#**2. Spark SQL**

1. 목적
  - 스파크 프로그래밍 내부에서 관계형 처리를 하기 위해
  - 스키마의 정보를 이용해 자동으로 최적화를 하기 위해
  - 외부 데이터셋을 사용하기 쉽게 하기 위해


2. **DataFrame**
  - Spark Core에 RDD가 있다면 Spark SQL엔 DataFrame 가 있음
  - DataFrame은 테이블 데이터셋이라고 보면 됨
  - 개념적으론 RDD에 스키마가 적용된 것
  - 이점
    - MLLib이나 Spark Streaming 같은 다른 Spark Module들과 사용하기 편함
    - 최적화가 알아서 됨


3. **SparkSession**
  - Spark Core에 SparkContext가 있다면 Spark SQL엔 SparkSession 가 있음


4. Spark에서 사용할 수 있는 SQL문
  - Hive Query Language와 거의 동일
      - Select
      - From
      - Where
      - Count
      - Having
      - Group By
      - Order By
      - Sort By
      - Distinct
      - Join

####**SparkSession과 DataFrame생성**

1. Spark Session

`spark = SparkSession.builder.appName("test-app").getOrCreate()`

2. DataFrame
- RDD에서 스키마를 정의한 다음 변형

  - RDD를 만드는 부분

    `lines = sc.textFile("example.csv") 하나의 긴 텍스트
    data = lines.map(lambda x : x.split(","))
    preprocessed = data.map(lambda x : Row(name = x[0], price=int(x[1])))`

  - Infer 자동으로 유추해서 만드는 부분

    `df = spark.createDataFrame(preprocessed)`

  - Schema를 사용자가 정의

      Specify 사용자가 스키마를 지정
    
      `schema = StructType(
    StructField("name", StringType(), True),
    StructField("price", StringType(), True)
  )`

    `spark.createDataFrame(preprocessed, schema).show()`

- CSV, JSON등 파일로부터 데이터 받아오기

  `dataframe = spark.read.json(json파일)`

  `dataframe_txt = spark.read.text(txt파일)`

  `dataframe_csv = spark.read.csv(csv파일)`

  `dataframe_parquet = spark.read.load(parquet파일)`



####**createOrReplaceTempView**

- DataFrame을 하나의 데이터베이스 테이블처럼 사용하려면 createOrReplaceTempView() 함수로 temporary view를 만들어줘야함(닉네임 지어주기)
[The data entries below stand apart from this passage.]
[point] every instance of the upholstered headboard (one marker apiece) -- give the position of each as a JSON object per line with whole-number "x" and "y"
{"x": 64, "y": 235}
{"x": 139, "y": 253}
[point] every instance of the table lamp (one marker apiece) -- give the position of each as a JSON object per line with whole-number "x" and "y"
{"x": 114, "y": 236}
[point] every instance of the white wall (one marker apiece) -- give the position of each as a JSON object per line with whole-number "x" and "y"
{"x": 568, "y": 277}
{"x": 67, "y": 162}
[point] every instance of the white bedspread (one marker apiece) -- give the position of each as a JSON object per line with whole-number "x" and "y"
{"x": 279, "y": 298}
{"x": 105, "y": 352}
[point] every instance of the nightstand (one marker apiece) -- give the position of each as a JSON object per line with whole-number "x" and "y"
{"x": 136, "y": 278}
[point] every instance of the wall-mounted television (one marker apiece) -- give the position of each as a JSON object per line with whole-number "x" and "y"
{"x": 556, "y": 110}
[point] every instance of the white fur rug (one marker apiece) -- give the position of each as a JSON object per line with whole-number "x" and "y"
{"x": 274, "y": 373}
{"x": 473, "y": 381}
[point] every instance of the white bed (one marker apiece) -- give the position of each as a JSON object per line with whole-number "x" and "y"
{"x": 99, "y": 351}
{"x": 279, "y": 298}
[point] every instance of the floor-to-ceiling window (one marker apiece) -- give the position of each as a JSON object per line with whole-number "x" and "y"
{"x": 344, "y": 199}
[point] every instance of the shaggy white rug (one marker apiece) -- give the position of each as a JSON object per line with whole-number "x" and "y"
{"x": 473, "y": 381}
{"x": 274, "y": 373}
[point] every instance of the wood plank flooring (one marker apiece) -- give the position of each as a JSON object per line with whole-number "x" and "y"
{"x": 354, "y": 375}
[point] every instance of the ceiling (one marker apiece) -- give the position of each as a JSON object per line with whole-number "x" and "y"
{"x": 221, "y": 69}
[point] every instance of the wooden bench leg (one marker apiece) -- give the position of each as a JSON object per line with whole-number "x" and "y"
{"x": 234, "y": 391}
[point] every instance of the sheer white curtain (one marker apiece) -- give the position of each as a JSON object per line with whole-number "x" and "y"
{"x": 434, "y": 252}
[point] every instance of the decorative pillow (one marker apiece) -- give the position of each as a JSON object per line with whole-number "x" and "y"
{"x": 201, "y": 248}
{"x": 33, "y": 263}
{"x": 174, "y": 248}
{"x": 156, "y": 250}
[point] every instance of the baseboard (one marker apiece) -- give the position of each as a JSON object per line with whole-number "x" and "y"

  `data.createOrReplaceTempView("mobility_data")`

  `spark.sql("SELECT pickup_datetime FFOM mobility_data LIMIT 5").show()`

In [None]:
# mount Drive to access data files

from google.colab import drive
drive.mount('./mount')

In [None]:
pip install pyspark

Looking in indexes: https://pypi.org/simple, https://us-python.pkg.dev/colab-wheels/public/simple/
Collecting pyspark
  Downloading pyspark-3.3.0.tar.gz (281.3 MB)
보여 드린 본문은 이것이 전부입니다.